The death toll of paper documents on campus may have just been sounded by the Office of the Registrar.
This month, the U of C became the second school in the nation, after Pennsylvania State University, to offer digitally signed electronic transcripts to its students through cMore. The idea was the brainchild of U of C Registrar Thomas Black and NSIT Director of General Services Bob Bartlett.
“Back in 2003, we were doing chalk-talk together,” Black said. “I told him I needed to present this document electronically with the same authenticity of a paper transcript. That’s when we came up with digital signatures.”
High schools and colleges have been sending electronic transcripts for more than a decade using Electronic Data Interchange (EDI) and, more recently, Extensible Markup Language (XML). However, only about 10 percent of postsecondary institutions took advantage of the technology because of fears about authenticity; there was never a way to guarantee that an e-mailed transcript had not been forged or altered during its journey from school to transcript company to recipient. Until now, it wasn’t an option for U of C students.
What Black and Bartlett brought to the table was the idea of digital signatures, encrypted codes embedded within a file that verify the document has not been altered after the application of the signature.
Black approached NSIT Director of Administrative Systems John Mohr, and the pair coauthored an article published in the Summer 2004 edition of College and University Journal calling for the technology and outlining its benefits. In June of that year, they traveled to a convention of university registrars and delivered talks on the subject.

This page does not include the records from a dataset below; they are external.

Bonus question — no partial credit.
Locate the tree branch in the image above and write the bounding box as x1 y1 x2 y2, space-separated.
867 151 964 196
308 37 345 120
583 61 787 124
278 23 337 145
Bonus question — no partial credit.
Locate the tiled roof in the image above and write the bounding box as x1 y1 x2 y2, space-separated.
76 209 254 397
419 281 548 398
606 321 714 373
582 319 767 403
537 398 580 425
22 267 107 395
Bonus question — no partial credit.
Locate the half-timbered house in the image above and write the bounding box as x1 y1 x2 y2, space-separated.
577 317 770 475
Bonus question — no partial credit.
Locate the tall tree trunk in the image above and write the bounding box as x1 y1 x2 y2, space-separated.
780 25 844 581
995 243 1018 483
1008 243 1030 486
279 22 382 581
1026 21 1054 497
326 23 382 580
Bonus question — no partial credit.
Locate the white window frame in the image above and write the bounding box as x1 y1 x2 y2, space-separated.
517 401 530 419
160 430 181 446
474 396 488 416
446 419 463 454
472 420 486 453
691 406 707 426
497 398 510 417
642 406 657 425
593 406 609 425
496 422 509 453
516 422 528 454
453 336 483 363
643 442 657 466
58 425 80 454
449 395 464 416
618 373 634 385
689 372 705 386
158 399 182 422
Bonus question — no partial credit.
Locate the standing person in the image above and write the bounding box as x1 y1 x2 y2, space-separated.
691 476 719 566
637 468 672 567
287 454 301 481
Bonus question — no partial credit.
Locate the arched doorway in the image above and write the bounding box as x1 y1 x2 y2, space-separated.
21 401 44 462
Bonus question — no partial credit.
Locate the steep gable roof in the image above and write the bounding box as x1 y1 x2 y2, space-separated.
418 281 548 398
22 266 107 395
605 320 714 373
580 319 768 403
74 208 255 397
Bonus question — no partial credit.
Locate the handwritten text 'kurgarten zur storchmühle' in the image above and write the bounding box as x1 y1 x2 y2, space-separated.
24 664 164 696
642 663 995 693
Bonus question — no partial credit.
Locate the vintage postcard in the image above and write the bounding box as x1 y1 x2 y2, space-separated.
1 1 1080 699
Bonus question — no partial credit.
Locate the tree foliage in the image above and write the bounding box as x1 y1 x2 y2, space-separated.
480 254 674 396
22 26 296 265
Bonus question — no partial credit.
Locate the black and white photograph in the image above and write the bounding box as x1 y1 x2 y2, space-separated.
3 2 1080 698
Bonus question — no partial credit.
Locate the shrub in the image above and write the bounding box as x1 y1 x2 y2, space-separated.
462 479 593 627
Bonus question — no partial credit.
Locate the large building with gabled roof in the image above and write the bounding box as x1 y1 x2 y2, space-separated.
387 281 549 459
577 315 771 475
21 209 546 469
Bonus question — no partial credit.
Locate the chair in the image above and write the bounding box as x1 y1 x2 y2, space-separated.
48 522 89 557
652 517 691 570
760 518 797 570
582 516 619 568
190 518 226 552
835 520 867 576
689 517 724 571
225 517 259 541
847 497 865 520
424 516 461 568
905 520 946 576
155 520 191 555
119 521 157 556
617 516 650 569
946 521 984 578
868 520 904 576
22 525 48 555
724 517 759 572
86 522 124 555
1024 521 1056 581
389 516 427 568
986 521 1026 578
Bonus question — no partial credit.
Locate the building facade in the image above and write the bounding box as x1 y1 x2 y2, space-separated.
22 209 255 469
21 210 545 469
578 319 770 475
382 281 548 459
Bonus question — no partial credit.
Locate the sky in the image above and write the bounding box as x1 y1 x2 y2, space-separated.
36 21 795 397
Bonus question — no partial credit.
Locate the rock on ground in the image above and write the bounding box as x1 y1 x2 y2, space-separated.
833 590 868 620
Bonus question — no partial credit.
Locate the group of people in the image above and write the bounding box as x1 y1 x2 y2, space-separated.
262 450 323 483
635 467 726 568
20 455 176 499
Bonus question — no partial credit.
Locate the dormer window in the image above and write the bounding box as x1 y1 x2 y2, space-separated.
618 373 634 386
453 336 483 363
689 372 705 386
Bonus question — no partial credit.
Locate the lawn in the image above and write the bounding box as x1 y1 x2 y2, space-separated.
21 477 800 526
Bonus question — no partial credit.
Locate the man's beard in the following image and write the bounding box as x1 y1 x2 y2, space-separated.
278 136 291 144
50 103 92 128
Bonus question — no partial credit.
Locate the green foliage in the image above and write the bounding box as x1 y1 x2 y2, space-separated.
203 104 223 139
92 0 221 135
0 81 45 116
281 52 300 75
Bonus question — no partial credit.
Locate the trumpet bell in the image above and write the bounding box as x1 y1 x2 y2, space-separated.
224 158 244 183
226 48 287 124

“Penn State’s Registrar, Shawn Wagner, mentioned that one-fifth of his transcripts were leaving by FedEx, which is very expensive,” Black said. “Very quickly, he put this solution in.”

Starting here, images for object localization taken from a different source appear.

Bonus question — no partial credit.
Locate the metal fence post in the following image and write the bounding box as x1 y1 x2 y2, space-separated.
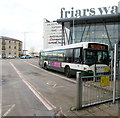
76 72 82 110
113 44 117 104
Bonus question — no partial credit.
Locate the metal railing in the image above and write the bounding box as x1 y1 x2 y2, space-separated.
76 72 120 109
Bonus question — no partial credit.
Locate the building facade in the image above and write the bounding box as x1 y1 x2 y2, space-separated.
43 19 63 49
0 36 23 58
57 6 120 50
0 39 2 58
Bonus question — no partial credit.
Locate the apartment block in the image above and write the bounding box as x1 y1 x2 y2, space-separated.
0 36 23 58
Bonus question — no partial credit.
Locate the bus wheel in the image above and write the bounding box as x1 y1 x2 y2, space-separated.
65 66 71 78
44 63 47 70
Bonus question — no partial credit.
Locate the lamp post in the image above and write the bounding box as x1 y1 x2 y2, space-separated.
73 17 75 44
118 1 120 14
24 32 26 53
22 32 29 55
72 7 75 44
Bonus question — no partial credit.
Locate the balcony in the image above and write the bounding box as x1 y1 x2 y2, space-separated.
2 42 6 45
2 46 6 50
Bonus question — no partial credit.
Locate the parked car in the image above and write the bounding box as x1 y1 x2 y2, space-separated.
6 55 15 59
20 55 32 59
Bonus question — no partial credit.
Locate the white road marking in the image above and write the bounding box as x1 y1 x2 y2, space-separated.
3 104 15 116
24 61 76 84
54 86 64 88
22 79 56 110
47 81 64 88
53 84 57 88
10 62 56 111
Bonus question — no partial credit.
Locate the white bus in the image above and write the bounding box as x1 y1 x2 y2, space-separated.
39 42 110 77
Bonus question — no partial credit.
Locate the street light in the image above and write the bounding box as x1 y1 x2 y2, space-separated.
22 32 29 55
118 1 120 14
72 17 75 44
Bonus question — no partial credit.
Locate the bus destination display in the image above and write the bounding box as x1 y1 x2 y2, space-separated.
89 43 108 50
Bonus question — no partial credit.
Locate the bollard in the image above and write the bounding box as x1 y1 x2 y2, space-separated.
76 72 82 110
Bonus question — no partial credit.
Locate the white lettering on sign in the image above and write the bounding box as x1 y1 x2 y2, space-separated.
61 6 118 18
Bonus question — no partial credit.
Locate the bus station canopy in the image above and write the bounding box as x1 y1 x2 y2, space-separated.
57 14 120 25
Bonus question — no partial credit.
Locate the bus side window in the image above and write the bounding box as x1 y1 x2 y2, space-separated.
57 50 64 62
39 52 41 57
44 52 48 60
47 52 52 61
40 52 45 59
52 51 58 61
64 49 73 63
74 48 82 63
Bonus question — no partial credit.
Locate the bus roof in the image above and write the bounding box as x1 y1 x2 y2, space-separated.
43 42 108 52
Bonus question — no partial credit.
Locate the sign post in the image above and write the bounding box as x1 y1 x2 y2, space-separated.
113 44 118 104
100 76 110 87
118 1 120 13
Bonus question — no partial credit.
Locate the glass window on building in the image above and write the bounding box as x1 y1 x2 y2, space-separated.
71 22 119 50
2 46 6 50
2 40 5 45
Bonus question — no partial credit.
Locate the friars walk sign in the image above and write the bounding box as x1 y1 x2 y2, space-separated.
61 6 118 18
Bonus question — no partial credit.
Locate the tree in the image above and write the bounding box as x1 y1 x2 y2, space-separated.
29 47 36 56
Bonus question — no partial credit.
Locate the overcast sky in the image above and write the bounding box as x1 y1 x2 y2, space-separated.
0 0 119 52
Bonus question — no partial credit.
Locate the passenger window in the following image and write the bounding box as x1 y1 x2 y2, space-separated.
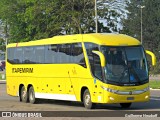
23 47 35 64
71 43 86 68
7 48 23 64
59 44 72 63
14 48 23 63
45 44 58 63
35 46 45 63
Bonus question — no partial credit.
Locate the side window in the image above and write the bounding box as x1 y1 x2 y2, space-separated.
7 48 16 64
71 43 86 68
23 47 35 64
35 46 45 63
85 43 102 80
59 44 72 63
85 43 99 56
14 47 23 64
45 44 58 63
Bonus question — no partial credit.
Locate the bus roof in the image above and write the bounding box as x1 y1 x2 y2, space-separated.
7 33 141 48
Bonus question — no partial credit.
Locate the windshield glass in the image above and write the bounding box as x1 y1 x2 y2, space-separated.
101 46 148 86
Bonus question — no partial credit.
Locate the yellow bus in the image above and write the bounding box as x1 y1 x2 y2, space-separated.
6 33 156 109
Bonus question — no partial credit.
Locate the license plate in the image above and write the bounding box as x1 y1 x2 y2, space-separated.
127 97 134 100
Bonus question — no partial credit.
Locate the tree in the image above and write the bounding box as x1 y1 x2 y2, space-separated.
58 0 95 34
0 38 6 51
122 0 160 74
97 0 128 32
122 0 160 54
0 0 128 43
121 0 141 38
143 0 160 53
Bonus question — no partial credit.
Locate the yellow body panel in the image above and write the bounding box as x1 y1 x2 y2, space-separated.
103 83 149 103
6 33 149 104
7 33 140 48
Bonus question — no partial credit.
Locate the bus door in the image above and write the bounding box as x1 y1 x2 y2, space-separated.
66 43 81 96
92 53 104 103
66 43 86 98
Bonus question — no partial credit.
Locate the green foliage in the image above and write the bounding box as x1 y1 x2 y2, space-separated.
123 0 160 52
121 0 142 39
0 0 128 43
122 0 160 74
0 38 6 51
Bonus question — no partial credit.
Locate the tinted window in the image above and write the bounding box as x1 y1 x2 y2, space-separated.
7 48 15 64
59 44 72 63
93 54 103 80
45 44 58 63
15 48 23 63
71 43 86 67
7 42 86 67
84 43 99 69
85 43 99 55
23 47 35 63
85 43 102 80
35 46 45 63
7 47 23 64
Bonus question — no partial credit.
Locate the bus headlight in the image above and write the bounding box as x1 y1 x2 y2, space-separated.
101 86 150 95
101 86 118 93
143 86 150 92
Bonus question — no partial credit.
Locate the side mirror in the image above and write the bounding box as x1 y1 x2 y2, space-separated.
145 50 156 66
92 50 106 67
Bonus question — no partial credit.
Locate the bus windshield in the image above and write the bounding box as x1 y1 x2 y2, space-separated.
101 46 148 86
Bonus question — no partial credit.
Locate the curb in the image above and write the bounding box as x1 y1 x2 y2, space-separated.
0 80 6 83
0 80 6 81
150 88 160 90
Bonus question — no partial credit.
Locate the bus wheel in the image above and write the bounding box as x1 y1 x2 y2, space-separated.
120 103 132 108
20 86 28 103
83 89 95 109
29 86 36 104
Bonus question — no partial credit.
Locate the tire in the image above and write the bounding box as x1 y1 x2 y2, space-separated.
83 89 95 109
20 86 28 103
120 103 132 108
29 86 36 104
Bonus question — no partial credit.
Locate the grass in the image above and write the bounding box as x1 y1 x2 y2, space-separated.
149 80 160 89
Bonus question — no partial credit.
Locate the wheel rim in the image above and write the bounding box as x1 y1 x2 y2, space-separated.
30 91 33 101
85 93 90 106
22 89 26 100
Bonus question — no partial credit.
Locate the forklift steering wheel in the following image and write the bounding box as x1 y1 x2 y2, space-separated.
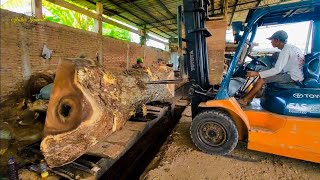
247 55 268 67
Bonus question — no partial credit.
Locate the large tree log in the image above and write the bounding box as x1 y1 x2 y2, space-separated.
40 58 174 167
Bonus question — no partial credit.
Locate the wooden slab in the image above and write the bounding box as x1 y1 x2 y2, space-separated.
86 105 169 160
175 99 190 107
106 129 138 145
125 121 148 132
87 142 125 159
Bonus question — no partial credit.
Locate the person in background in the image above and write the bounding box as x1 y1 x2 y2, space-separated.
238 30 305 106
157 58 174 67
157 58 166 65
132 57 145 69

Penn State, which implemented the system in February of last year, has sent more than 9,000 transcripts with this method. Chicago, which implemented the system this month, is already sending 15 percent of its transcripts electronically. “The goal is 50 percent,” Black said.
The benefits of electronic transcripts are clear, administrators say. In a test run of the system performed by this reporter, the transcript arrived a few hours after it was ordered, in PDF format, looking indistinguishable from the paper version. Electronic transcripts are cheaper than paper ones, which are hand-stuffed and require postage fees. CAPS codirector Linda Choi said she is optimistic about employers’ reception of the transcripts.
The electronic transcripts cost $12 per request, the same as the fee for paper transcripts. Students who have already paid the lifetime unlimited transcript fee of $35, a now standard charge for first-years, will not pay for the electronic transcripts.
This technology won’t stop at transcripts, Black said. “One day, you could store all your birth certificates, passports online, and have complete control over when and where to share them. And it’d all be certified. Where better than an educational institution to demonstrate these possibilities? This will be seen and replicated. When you the students use this, you’ll actually be educators.”